At Leicester House, and in all the great houses, lords and ladies talked of nothing but reports, subscriptions and transfers, and every day saw new companies born, almost every hour. Fortunes were made in a night, and people who had been indigent rose suddenly to great wealth. Stock-jobbers and their wives, Hebrew and Gentile, were suddenly admitted to the most exclusive circles, and aped the manners and the vices of the aristocracy who courted them for what they could get. They drove in gorgeous coaches, decked with brand-new coats of arms, which afforded much opportunity for ridicule. Only the mob, who hooted them in the streets, was not complaisant.

THE SOUTH SEA BUBBLE.

From an old Cartoon.

Some of the companies hawked about were for the most preposterous objects, such as companies “To make salt water fresh,” “To build hospitals for bastard children,” “For making oil from sunflower seeds,” “For fattening of hogs,” for “Trading in human hair,” for “Extracting silver from lead,” for “Building of ships against pirates,” for “Importing a number of large jackasses from Spain,” for “A wheel with a perpetual motion,” and, strangest of all, for “An undertaking which shall in due time be revealed”.[111] For this last scheme the trusting subscribers were to pay down two guineas, “and hereafter to receive a share of one hundred, with the disclosure of the object”. So gullible was the public, that one thousand subscriptions were paid in the course of the morning. The projector levanted in the evening, and the object of the undertaking was revealed.

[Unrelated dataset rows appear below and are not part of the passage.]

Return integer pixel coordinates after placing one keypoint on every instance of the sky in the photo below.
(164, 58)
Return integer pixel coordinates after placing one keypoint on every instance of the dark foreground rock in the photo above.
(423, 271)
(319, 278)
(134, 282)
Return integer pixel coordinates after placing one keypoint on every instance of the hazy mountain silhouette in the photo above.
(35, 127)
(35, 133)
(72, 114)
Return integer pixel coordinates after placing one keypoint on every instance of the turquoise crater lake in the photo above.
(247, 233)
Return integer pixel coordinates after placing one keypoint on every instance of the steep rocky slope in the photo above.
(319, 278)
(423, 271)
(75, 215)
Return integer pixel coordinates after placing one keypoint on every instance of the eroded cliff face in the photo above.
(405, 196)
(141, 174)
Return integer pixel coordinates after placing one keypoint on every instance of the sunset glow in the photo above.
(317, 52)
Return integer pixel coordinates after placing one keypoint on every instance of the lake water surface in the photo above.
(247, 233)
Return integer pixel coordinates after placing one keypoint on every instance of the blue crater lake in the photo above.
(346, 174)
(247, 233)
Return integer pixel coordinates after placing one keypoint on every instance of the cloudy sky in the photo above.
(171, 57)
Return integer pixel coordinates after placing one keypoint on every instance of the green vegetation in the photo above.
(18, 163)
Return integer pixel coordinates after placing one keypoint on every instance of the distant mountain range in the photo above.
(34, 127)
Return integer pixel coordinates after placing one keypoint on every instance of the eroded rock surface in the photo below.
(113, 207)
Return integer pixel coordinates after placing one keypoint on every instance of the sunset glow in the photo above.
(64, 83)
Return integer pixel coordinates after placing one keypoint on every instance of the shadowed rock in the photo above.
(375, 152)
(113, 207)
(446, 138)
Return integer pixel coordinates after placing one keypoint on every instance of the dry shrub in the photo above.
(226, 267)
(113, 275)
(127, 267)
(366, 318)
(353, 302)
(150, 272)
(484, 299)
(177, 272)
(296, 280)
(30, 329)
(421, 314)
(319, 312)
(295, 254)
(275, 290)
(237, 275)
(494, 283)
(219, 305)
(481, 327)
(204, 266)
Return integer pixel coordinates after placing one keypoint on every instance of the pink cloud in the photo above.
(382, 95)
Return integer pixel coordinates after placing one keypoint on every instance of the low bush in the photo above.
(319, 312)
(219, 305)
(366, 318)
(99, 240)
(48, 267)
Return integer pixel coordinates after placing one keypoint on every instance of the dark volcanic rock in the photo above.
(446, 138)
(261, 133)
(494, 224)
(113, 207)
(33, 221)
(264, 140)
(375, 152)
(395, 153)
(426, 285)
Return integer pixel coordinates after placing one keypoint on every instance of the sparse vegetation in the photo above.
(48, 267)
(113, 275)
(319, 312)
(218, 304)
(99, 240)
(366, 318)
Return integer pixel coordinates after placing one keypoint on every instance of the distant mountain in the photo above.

The disenchantment was not long in coming. The South Sea directors, jealous of all who came in opposition to their schemes, began legal proceedings against several bogus companies, and obtained orders and writs of scire facias against them. These companies speedily collapsed, but in their fall they dragged down the fabric of speculation on which the South Sea Company itself was reared. The spirit of distrust was excited, and holders became anxious to convert their bonds into money. By the end of September South Sea stock had fallen from 1,000 to 150. The panic was general. Money was called up from the distant counties to London, goldsmiths were applied to, and Walpole used his influence with the Bank of England—but all to no purpose, so great was the disproportion between paper promises and the coin wherewith to pay. Public confidence had been shaken, and could not be restored. The news of the crash in Paris, caused by the failure of Law’s Mississippi scheme, completed the general ruin. Everywhere were heard lamentations and execrations. The Hebrew stock-jobbers and their wives made their exit from English society as suddenly as they had entered it, and for at least a century were no more seen in noble mansions.